Controllo disposto dal Prefetto in applicazione del codice antimafia

È stato eseguito ieri un accesso ispettivo disposto dal Prefetto di Catania, Claudio Sammartino, in applicazione del codice antimafia, nella sede legale e negli impianti di smaltimento ubicati in Contrada Coda Volpe e nella zona industriale e nella discarica di “Grotte San Giorgio” della “Sicula Trasporti srl”, operante nel settore dello smaltimento dei rifiuti. L’accesso è stato definito in sede di Comitato per l’Ordine e la Sicurezza Pubblica.

La società riceve il conferimento dei rifiuti da parte di 255 comuni della Sicilia orientale e rappresenta la più grande discarica privata dell’isola. Le operazioni sono coordinate dal centro operativo della Direzione investigativa antimafia di Catania e vengono svolte con la collaborazione della Questura e dei comandi provinciali del Carabinieri e della Guardia di Finanza. Negli accertamenti viene impegnato anche personale del locale Ispettorato territoriale del lavoro e della Polizia ambientale della città Metropolitana di Catania.
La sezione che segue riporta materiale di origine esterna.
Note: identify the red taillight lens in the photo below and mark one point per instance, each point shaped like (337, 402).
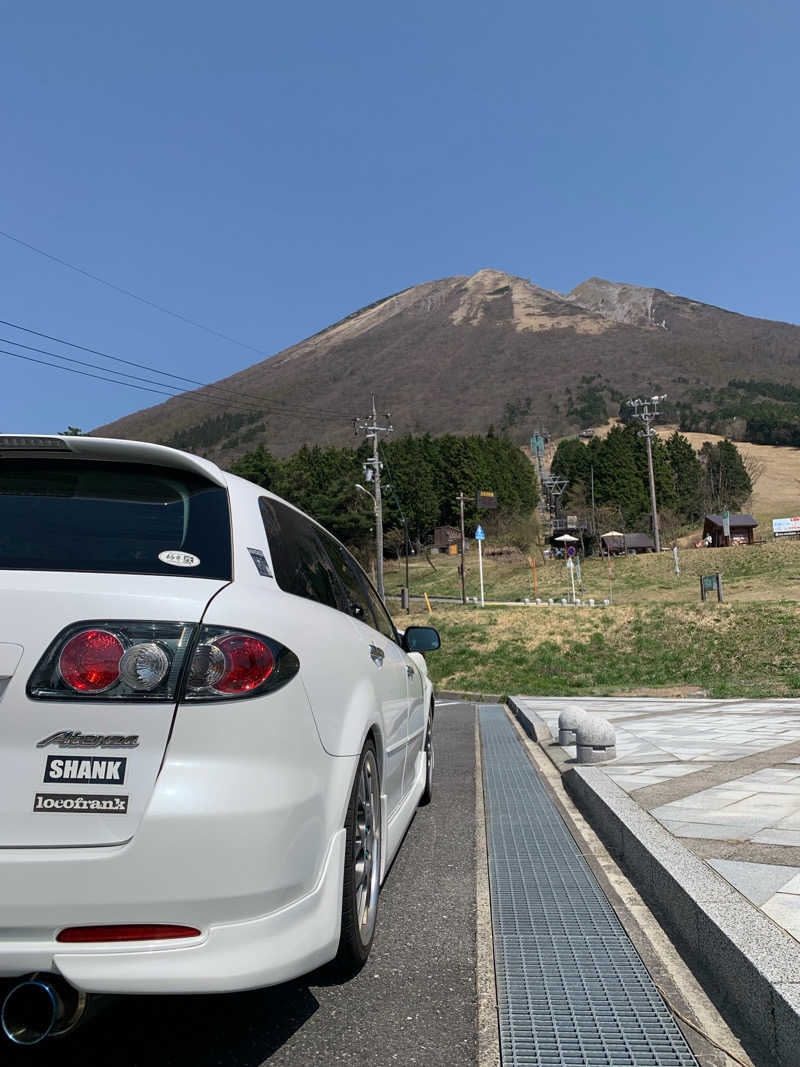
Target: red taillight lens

La società, tramite i propri legali, ha diramato la seguente nota.

«I sottoscritti avvocati Carmelo Galati e Carmelo Peluso nell’interesse della società “Sicula Trasporti SRL” desiderano precisare, in riferimento all’accesso ispettivo effettuato in data odierna, ai sensi del Codice Antimafia ed alle notizie di stampa, che le attività svolte presso le sedi operativa e legale della Società dalla DIA di Catania, dalla Questura di Catania, dai Comandi Provinciali dei Carabinieri e della Guardia di Finanza, nonchè dall’Ispettorato del Lavoro e dalla Polizia Ambientale della Città Metropolitana di Catania, rientrano nell’ambito delle competenze del Comitato per l’Ordine alla Sicurezza Pubblica coordinato dalla Prefettura di Catania al fine di verificare la sussistenza di potenziali infiltrazioni mafiose nell’ambito delle attività di competenza della SICULA TRASPORTI SRL.
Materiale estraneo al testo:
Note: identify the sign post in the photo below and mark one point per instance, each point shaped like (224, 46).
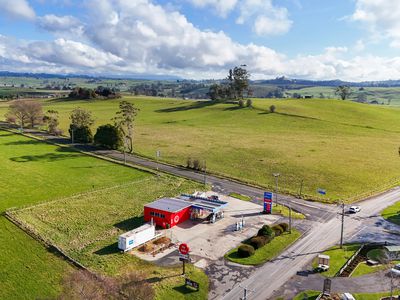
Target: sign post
(184, 255)
(268, 202)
Giova ricordare che la Società Sicula Trasporti SRL riceve il conferimento del rifiuto da parte di oltre 255 Comuni della Sicilia e da ultimo dalla città di Palermo, in considerazione della emergenza rifiuti di quella città. La Sicula Trasporti SRL già da tempo è impegnata con le Forze dell’Ordine a verificare e salvaguardare i livelli di legalità al fine di scoraggiare ogni tentativo della criminalità organizzata di interferenza nei confronti dei suoi partners Istituzionali pubblici e privati.
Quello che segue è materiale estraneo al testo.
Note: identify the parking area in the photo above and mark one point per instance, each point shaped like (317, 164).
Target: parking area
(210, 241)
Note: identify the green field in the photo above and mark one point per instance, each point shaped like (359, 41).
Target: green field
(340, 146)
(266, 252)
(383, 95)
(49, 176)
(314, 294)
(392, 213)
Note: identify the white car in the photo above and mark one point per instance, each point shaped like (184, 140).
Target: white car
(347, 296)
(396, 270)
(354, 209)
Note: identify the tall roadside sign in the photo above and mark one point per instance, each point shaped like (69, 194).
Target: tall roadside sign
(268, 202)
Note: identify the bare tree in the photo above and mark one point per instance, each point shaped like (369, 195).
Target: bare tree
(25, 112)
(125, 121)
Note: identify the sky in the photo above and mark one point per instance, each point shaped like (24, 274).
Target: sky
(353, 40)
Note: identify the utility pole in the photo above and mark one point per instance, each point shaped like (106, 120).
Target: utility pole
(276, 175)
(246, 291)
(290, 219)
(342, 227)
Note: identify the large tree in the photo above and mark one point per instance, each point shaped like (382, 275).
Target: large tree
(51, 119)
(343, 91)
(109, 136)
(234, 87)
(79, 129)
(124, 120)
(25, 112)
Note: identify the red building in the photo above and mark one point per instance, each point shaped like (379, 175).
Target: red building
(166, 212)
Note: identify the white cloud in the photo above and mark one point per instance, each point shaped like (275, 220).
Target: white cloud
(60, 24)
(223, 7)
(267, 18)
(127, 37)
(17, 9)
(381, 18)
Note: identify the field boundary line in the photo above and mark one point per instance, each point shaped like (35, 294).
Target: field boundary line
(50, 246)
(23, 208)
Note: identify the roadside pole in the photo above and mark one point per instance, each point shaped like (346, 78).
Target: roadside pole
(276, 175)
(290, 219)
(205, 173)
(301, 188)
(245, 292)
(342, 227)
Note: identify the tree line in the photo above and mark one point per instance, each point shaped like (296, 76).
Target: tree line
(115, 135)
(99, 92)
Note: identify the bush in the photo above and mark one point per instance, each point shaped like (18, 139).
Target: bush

Per questo motivo nella giornata dell’11.09.2019 la Società ha messo a disposizione degli Organi Amministrativi ogni utile documentazione necessaria all’attività di controllo e verifica richiesta. Peraltro, la collaborazione con la Procura Distrettuale di Catania è sempre stata costante, al fine di garantire che le attività connesse al ciclo dei rifiuti della Società vengano costantemente monitorate per il rispetto dei protocolli di legalità.
La complessa ed articolata gestione delle attività poste in essere dalla Sicula Trasporti SRL con gli Enti e le Società con le quali la stessa intrattiene rapporti contrattuali, saranno oggetto di ulteriore approfondimento e verifica al fine di consentire una sempre maggiore trasparenza, salvaguardando l’operatività societaria».